Undersatanding PubMed GitHub repositories with the Software Gardening Almanack#
The content below seeks to better understand a dataset of ~10,000 PubMed article GitHub repositories using the Software Gardening Almanack.
PubMed GitHub repositories are extracted using the PubMed API to query for GitHub links within article abstracts. GitHub data about these repositories is gathered using the GitHub API. The code to perform data extractions may be found under the directory: gather-pubmed-repos .
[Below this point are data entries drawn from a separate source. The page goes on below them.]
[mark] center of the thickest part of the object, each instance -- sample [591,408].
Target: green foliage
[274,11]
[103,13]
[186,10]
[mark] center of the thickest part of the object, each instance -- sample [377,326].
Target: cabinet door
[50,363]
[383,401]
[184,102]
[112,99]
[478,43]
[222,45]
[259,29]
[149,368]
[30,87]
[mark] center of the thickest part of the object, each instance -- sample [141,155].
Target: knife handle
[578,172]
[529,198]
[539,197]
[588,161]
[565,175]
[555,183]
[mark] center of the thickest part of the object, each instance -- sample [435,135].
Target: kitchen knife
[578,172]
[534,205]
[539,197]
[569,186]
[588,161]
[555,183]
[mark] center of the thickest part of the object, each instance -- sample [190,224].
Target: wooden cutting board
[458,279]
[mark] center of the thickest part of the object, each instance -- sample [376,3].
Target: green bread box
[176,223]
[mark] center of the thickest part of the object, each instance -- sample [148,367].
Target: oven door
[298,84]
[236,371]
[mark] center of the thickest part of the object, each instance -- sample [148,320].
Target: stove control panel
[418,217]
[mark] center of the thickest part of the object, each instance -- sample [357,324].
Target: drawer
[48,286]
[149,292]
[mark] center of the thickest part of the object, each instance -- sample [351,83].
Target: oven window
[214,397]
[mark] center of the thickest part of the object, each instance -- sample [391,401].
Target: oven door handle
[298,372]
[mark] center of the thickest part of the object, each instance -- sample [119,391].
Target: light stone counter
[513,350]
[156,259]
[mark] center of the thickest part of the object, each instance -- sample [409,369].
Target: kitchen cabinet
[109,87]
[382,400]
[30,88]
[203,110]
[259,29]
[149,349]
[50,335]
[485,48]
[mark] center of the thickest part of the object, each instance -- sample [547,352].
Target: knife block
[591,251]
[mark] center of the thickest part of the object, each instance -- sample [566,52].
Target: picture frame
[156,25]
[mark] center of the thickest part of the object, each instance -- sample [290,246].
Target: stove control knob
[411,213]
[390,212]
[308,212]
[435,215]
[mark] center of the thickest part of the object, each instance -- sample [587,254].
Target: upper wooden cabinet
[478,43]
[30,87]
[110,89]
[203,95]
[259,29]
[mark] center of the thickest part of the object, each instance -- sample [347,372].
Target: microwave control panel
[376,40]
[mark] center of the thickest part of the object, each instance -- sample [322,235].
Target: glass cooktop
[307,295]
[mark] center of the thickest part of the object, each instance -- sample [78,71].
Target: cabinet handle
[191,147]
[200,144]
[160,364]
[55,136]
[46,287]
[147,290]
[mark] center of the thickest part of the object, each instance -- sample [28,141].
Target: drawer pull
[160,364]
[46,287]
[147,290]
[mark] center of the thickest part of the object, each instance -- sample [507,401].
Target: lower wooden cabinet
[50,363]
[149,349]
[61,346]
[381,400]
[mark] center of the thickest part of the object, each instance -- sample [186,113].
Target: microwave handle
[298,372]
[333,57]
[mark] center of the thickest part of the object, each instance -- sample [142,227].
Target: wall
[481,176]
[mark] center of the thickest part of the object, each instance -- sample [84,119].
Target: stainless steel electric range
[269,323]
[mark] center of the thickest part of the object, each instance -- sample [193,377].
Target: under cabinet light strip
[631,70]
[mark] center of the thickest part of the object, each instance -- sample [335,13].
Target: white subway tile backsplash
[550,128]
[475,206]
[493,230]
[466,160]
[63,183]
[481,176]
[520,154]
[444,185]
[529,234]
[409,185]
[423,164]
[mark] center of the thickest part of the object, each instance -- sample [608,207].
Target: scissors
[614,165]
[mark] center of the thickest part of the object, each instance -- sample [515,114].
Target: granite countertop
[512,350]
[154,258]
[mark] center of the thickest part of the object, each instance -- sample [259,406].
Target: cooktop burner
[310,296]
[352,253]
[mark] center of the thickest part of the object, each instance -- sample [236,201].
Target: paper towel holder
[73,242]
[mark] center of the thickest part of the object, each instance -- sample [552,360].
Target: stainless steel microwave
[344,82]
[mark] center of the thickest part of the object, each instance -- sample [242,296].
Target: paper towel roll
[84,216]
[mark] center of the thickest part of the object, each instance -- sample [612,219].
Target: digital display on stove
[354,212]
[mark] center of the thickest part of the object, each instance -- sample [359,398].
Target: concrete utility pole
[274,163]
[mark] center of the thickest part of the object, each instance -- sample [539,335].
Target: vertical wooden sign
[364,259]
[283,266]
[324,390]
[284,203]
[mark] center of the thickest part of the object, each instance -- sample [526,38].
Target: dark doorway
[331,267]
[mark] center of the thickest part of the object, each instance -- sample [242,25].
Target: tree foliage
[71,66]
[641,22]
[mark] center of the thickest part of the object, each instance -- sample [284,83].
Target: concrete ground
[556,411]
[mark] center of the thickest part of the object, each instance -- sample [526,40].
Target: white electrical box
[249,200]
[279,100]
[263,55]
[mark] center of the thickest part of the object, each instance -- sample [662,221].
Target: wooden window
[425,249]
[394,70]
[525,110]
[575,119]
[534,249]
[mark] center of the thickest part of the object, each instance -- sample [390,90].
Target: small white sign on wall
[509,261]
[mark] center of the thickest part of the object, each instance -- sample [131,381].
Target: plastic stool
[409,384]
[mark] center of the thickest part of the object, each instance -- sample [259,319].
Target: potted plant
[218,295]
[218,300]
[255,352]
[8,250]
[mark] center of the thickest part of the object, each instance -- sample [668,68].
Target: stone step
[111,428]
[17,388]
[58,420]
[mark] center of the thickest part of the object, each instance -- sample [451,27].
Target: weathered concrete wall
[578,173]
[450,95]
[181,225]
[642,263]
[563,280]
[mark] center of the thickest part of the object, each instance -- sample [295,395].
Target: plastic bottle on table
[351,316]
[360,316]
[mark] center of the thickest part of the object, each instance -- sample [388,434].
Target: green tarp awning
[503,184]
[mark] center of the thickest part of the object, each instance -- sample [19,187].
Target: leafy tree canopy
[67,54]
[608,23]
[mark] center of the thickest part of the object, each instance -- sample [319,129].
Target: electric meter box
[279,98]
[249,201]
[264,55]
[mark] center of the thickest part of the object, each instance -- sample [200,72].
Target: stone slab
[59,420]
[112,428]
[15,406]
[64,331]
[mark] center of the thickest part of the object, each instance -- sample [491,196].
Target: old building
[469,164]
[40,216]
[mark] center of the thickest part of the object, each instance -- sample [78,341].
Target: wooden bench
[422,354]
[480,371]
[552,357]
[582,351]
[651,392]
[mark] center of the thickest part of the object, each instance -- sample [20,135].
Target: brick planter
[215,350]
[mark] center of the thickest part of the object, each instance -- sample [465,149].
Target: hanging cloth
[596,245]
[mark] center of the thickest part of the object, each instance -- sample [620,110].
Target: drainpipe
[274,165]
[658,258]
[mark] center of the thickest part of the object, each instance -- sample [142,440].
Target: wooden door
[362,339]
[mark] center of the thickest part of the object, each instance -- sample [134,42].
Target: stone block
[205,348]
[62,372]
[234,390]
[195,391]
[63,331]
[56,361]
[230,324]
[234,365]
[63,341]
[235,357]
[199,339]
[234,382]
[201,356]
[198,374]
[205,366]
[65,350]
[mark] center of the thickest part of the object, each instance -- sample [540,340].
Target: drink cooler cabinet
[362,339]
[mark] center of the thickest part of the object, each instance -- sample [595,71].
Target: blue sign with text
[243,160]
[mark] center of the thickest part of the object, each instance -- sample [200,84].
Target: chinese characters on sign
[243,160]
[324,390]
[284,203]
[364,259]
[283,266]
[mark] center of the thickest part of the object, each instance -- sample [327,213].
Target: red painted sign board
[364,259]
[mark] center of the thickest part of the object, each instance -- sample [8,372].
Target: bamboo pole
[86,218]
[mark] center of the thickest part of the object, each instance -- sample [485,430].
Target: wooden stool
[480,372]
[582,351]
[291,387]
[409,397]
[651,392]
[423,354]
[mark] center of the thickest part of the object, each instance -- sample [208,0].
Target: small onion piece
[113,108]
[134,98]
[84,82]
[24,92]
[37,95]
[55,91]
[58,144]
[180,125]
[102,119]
These repositories are then processed using the Software Gardening Almanack to contextualize how they compare to one another.
Data Extraction#
The following section extracts data which includes software entropy and GitHub-derived data. We merge the data to form a table which includes PubMed, GitHub, and Almanack software entropy information on the repositories.
import pathlib
import numpy as np
import pandas as pd
import plotly.express as px
import plotly.io as pio
from IPython.display import Image, display
from almanack import process_repositories_batch
# set plotly default theme
pio.templates.default = "plotly_white"
# set almanack data directory
ALMANACK_DATA_DIR = "repository_analysis_results"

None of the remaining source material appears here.